The latest data for May shows Industrial Production declined, coming in at -0.16%. This print disappointed consensus expectations of 0.05% and contributed to an acceleration in the three-month trend relative to the twelve-month trend. We show the sequential evolution of the data below:
We break this print into its contributions from production coming from Food (-0.04%), Energy (-0.05%), Autos (0.04%), and All Other Items (-0.11%). Additionally, we also showcase the top 10 contributions by industry. The largest contributor this month was Fuels, and the largest detractor was Converted fuel:
We zoom out to offer further context on the dynamics of industrial production. Over the last year, industrial production has expanded by 0.23%. Below, we present the top six drivers of industrial production, with the three strongest industries highlighted in blue (Fuels, Other Materials, and Transit) and the three weakest industries highlighted in red (Converted fuel, Primary energy, and Residential utilities):
Over the last few decades, the importance of food, energy, and automobiles has risen, accounting for a significant amount of the variation in industrial production.

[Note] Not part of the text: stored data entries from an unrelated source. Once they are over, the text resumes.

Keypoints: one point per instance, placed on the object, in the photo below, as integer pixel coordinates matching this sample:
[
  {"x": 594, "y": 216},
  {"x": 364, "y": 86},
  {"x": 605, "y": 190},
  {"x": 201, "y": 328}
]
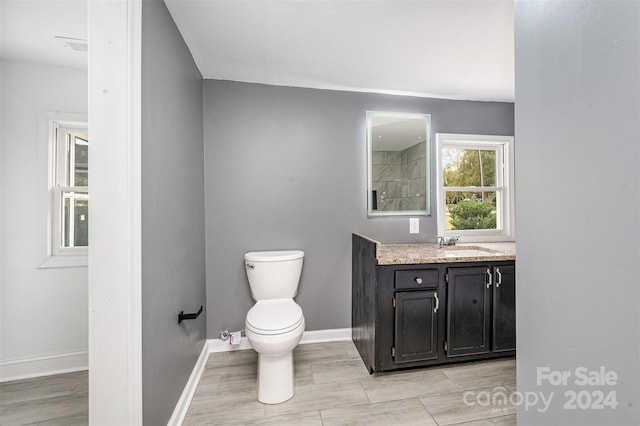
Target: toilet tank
[{"x": 273, "y": 274}]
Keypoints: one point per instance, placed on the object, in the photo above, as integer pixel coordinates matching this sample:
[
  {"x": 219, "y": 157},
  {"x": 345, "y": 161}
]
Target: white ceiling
[
  {"x": 456, "y": 49},
  {"x": 28, "y": 29},
  {"x": 453, "y": 49}
]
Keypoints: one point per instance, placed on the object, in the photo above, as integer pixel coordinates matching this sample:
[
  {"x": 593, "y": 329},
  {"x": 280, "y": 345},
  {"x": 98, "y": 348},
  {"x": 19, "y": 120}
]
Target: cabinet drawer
[{"x": 417, "y": 278}]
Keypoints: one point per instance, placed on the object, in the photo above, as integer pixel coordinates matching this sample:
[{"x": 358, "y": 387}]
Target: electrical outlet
[{"x": 414, "y": 225}]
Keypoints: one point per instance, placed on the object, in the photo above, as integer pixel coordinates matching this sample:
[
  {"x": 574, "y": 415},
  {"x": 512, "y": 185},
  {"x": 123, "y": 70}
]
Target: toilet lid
[{"x": 274, "y": 316}]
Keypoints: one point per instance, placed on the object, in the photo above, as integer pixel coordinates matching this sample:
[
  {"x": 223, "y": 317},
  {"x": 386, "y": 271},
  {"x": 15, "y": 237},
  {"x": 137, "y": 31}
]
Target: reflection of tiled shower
[{"x": 399, "y": 179}]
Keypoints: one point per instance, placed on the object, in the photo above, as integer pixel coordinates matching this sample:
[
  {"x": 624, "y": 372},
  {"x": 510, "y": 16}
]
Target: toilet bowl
[{"x": 274, "y": 325}]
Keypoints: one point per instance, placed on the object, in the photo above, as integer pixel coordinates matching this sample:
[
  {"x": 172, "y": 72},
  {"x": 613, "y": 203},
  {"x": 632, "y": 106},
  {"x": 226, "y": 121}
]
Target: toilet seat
[{"x": 274, "y": 316}]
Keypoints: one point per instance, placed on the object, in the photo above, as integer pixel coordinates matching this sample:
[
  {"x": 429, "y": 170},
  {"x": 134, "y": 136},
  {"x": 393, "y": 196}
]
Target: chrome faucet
[{"x": 447, "y": 241}]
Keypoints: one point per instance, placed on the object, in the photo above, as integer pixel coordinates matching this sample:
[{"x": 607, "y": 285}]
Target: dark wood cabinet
[
  {"x": 468, "y": 310},
  {"x": 415, "y": 326},
  {"x": 504, "y": 309},
  {"x": 434, "y": 313}
]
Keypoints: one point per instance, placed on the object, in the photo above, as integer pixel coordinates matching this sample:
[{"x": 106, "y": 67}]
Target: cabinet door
[
  {"x": 469, "y": 310},
  {"x": 504, "y": 309},
  {"x": 416, "y": 325}
]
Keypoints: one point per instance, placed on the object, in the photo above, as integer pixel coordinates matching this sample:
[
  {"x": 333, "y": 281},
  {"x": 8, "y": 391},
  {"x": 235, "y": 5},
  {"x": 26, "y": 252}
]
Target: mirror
[{"x": 398, "y": 163}]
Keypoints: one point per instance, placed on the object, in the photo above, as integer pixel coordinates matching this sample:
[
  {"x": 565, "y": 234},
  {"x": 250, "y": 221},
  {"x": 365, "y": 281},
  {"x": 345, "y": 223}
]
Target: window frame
[
  {"x": 504, "y": 185},
  {"x": 50, "y": 153}
]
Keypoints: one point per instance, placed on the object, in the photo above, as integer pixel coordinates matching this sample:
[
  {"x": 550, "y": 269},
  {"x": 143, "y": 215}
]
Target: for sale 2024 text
[{"x": 594, "y": 387}]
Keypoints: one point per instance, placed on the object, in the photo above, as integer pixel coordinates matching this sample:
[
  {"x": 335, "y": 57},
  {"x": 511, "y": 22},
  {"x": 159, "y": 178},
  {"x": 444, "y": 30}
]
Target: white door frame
[{"x": 115, "y": 345}]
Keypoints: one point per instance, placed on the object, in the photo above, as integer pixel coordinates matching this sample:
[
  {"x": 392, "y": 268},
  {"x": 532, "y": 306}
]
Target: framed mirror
[{"x": 398, "y": 146}]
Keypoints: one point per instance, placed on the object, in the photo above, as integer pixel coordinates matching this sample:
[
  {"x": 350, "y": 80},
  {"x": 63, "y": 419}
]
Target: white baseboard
[
  {"x": 313, "y": 336},
  {"x": 331, "y": 335},
  {"x": 217, "y": 345},
  {"x": 26, "y": 368},
  {"x": 181, "y": 408}
]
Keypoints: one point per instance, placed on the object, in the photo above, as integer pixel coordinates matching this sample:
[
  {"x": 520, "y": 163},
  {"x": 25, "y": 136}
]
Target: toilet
[{"x": 274, "y": 325}]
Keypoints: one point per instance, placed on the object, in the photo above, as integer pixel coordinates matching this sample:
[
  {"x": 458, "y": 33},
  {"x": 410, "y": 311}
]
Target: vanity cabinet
[
  {"x": 412, "y": 315},
  {"x": 480, "y": 309}
]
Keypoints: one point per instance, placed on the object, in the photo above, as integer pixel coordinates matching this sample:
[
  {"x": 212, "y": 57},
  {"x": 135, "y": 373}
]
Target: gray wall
[
  {"x": 173, "y": 261},
  {"x": 286, "y": 169},
  {"x": 578, "y": 155},
  {"x": 56, "y": 297}
]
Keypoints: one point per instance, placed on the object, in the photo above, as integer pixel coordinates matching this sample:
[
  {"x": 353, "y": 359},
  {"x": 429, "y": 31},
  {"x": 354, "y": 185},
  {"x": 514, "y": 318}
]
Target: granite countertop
[{"x": 401, "y": 254}]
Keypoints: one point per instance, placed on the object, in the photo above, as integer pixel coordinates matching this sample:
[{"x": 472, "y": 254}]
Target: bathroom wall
[
  {"x": 578, "y": 203},
  {"x": 286, "y": 168},
  {"x": 173, "y": 253},
  {"x": 44, "y": 311}
]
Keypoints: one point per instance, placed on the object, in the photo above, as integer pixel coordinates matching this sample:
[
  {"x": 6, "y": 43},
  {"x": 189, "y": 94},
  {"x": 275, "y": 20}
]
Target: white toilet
[{"x": 275, "y": 324}]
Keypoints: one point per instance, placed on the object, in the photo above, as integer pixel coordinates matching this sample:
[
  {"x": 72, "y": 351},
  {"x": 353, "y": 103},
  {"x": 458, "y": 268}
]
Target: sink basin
[{"x": 466, "y": 253}]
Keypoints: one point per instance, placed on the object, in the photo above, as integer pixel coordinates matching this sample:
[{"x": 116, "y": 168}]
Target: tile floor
[
  {"x": 333, "y": 387},
  {"x": 62, "y": 399}
]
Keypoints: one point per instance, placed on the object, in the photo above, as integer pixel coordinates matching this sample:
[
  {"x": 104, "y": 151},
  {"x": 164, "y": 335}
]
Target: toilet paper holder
[{"x": 182, "y": 316}]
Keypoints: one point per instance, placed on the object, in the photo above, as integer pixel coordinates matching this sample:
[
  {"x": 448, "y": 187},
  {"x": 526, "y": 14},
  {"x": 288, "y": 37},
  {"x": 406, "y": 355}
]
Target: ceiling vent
[{"x": 75, "y": 44}]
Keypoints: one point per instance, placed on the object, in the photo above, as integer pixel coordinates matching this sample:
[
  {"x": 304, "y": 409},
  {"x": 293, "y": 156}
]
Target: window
[
  {"x": 67, "y": 193},
  {"x": 70, "y": 192},
  {"x": 475, "y": 187}
]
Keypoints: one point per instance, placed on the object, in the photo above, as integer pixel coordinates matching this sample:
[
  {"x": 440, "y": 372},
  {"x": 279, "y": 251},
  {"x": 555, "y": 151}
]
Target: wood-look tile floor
[
  {"x": 62, "y": 399},
  {"x": 333, "y": 387}
]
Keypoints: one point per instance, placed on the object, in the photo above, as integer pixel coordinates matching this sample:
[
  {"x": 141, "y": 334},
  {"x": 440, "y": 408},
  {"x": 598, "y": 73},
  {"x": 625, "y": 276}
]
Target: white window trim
[
  {"x": 48, "y": 257},
  {"x": 506, "y": 180}
]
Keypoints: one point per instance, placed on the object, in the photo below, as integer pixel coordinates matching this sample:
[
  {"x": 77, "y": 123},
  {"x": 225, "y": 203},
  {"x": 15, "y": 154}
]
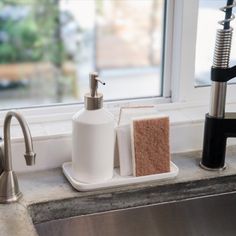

Over the last year, food, energy, and automobiles have contributed 0.73% to the 0.23% change in industrial production. We show this impact below:
To further assess the health of the current expansion of industrial production, we examine the diffusion of the 28 subsectors we track. This involves examining the number of industries that are expanding versus those that are contracting. We find that 61% of industries are contracting. Below, we visualize how a diffusion index has generally been a good barometer of the durability of upturns and downturns in industrial production:
To elaborate further, currently, 11 industries are expanding and contributing 1.56% to industrial production, compared to 17 industries showing contraction and detracting -1.42% from industrial production growth compared to one year prior. We visualize their respective weighted contributions below:
Overall, the latest data continues to suggest weakness in the manufacturing sector, and given cyclical dynamics, these pressures are likely to intensify.
With these dynamics in place and the weakness in earnings (shown below), the pressures on equities continue to build.
Many macro factors affect asset prices; principally, they are growth, inflation, and liquidity. Based on current and forward-looking measures, we think growth is not a supportive factor to equities and has not been for a while. Our cyclical rotation strategy, which seeks to avoid recession risk in equities, remains in cash.
There is a range of reasons one might be long equities at this junction— disinflationary market pricing, liquidity improvements, short-term regime dynamics, or perhaps even bubble-timing alpha. However, cyclical growth is not one of them. Indeed, our ETF portfolio has been long equities for a while now, as it considers various factors in executing positions. However, we think it is essential that investors understand the risk they underwrite when they buy equities at this junction— it’s not because real growth dynamics are likely to accelerate from here.